REFORMA DE
PISO EN PUERTA DE MOROS
Ubicación: Madrid
Promotor: Privado
Autores:
Iciar de Basterrechea y Andrés Mazuelas
Descripción: reforma de piso
Superficie: 123 m2
Presupuesto: 58.000€ (PEM)
Fecha: 2001
Fotografías: Ángel Luis Baltanás
Esta es la casa de un periodista y está inspirada en sus
aficiones: música, danza y artes plásticas. Una estancia inundada de luz y
armonía montada en torno a unas fotografías, unos pentagramas, una mesa primitiva,
telas en continuo movimiento y espacios teatrales. Desde el primer momento se
piensa en desarrollar el programa de una forma útil y flexible, incorporando y
respetando los elementos originales de la vivienda, como suelos de baldosas de
terrazo hidráulico y las carpinterías de madera, realzando su valor. Pero
también se incorporan nuevas soluciones y materiales, como suelos de resina
autonivelante acabada en poliuretano blanco o las particiones de policarbonato
traslúcido, que crean una sensación de ingravidez y de que la vivienda se
dilata. Se usaron recursos escenográficos que dotan de flexibilidad al
programa, adaptándolo a diferentes usos, horas o situaciones. Recursos funcionales
cargados de metáforas que remiten al mundo de los espectáculos y las artes. Con
ese fin, y repartidos por la vivienda, se usan telones y tramoyas que recuerdan
el mundo del teatro y los decorados para ópera y danza recurriendo a ellos como
soporte físico de funciones concretas. Pero no sólo espectáculos teatrales,
como gran aficionado a los toros que es el promotor, los tabiques – siempre en
blanco – se conciben a modo de burladeros taurinos y ocultan los espacios más
privados.
El programa establece un espacio central fluido y dinámico
que hace las veces de salón, comedor, estar y despacho, pero que permite
independizar la cocina y parte del salón para convertirlo en habitación de invitados.

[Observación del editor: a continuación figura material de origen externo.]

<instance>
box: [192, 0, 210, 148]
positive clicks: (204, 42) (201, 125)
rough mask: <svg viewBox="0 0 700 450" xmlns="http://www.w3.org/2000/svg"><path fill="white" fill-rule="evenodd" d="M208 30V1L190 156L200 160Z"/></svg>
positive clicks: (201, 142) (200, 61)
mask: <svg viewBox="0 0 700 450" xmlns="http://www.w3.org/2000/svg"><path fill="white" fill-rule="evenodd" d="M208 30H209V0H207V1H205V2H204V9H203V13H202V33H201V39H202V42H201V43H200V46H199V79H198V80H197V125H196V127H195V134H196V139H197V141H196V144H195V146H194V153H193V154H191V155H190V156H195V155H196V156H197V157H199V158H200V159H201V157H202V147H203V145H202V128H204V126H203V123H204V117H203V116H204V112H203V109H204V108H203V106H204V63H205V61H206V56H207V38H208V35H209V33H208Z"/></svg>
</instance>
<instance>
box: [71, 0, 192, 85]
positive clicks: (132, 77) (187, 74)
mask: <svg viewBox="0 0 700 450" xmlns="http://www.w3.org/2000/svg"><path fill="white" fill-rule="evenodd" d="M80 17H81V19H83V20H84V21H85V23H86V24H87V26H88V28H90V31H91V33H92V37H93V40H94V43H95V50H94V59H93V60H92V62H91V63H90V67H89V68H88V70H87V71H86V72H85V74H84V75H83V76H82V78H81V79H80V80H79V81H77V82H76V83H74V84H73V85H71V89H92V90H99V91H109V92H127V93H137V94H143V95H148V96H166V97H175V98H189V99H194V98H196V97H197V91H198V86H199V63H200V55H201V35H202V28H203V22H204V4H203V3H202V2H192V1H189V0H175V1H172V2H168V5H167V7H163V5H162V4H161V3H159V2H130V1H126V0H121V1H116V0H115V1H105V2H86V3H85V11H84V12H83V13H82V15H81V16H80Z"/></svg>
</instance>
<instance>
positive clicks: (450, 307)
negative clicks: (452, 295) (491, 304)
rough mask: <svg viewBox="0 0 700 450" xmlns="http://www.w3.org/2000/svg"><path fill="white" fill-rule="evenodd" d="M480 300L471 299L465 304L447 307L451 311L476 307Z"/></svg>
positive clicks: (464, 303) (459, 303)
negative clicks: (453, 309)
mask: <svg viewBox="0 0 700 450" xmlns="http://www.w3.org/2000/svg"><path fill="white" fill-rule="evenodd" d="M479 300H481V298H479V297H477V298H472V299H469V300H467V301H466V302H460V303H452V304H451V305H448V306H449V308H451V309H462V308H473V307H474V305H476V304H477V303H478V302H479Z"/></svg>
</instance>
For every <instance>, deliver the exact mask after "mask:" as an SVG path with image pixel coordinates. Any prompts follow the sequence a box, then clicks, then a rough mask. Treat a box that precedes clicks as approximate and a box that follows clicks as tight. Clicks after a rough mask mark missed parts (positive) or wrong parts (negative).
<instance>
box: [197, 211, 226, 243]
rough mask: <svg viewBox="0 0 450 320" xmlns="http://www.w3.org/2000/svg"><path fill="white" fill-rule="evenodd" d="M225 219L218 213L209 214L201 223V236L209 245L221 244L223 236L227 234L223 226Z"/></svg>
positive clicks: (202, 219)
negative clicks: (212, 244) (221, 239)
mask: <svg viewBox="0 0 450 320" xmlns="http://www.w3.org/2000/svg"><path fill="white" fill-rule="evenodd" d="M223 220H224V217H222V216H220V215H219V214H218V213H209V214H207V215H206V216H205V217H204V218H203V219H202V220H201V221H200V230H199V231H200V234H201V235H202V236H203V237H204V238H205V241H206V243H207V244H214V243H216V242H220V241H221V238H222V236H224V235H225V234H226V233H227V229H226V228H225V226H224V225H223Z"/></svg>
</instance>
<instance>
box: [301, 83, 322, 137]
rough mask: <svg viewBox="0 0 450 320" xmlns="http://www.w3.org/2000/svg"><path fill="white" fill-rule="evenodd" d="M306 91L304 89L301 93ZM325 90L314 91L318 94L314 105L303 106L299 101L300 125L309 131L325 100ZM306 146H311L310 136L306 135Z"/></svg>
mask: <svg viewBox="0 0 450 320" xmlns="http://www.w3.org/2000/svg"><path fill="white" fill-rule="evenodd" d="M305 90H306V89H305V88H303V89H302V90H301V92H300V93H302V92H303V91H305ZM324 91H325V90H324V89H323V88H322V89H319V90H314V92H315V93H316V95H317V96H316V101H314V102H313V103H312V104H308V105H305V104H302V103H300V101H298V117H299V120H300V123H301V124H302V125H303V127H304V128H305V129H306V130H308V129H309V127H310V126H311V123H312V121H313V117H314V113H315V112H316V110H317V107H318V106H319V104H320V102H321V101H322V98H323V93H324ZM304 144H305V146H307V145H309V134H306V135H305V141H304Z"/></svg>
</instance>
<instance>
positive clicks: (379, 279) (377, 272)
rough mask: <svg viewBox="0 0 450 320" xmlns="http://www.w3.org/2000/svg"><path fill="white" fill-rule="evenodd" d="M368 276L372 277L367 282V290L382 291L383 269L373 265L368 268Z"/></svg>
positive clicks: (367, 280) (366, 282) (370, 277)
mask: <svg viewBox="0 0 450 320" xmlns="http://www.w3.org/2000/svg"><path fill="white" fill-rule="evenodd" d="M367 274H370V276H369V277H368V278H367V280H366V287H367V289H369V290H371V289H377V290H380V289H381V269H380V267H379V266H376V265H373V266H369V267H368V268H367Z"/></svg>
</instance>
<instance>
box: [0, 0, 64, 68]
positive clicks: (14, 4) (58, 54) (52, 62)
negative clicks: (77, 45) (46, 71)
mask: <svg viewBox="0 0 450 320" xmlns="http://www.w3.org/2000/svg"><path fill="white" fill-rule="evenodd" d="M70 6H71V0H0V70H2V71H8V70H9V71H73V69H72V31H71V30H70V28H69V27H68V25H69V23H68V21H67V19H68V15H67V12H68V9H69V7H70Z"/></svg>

Junto al acceso a la vivienda, un telón blanco crea un pequeño despacho con
ordenador. Si el telón se repliega sobre el muro, deja el espacio diáfano.
Cerrado, dota de privacidad a la vivienda impidiendo las vistas desde la puerta
de entrada y ocultando a su vez la entrada desde el salón. Gracias a que se
desliza por un carril – en una sensación de movimiento constante en torno a una
mesa de hierro fundido y vidrio –, se puede jugar con él y con sus posiciones
intermedias, abriendo nuevas posibilidades de decoración e iluminación, ya que
sirve de difusor a dos juegos de luces que funcionan de forma independiente o
combinada: iluminando la cara interior se impiden las vistas desde la entrada de
noche; iluminando la exterior se convierte en una gran luminaria de luz difusa
y formas suaves que consigue crear un clima relajante en la vivienda.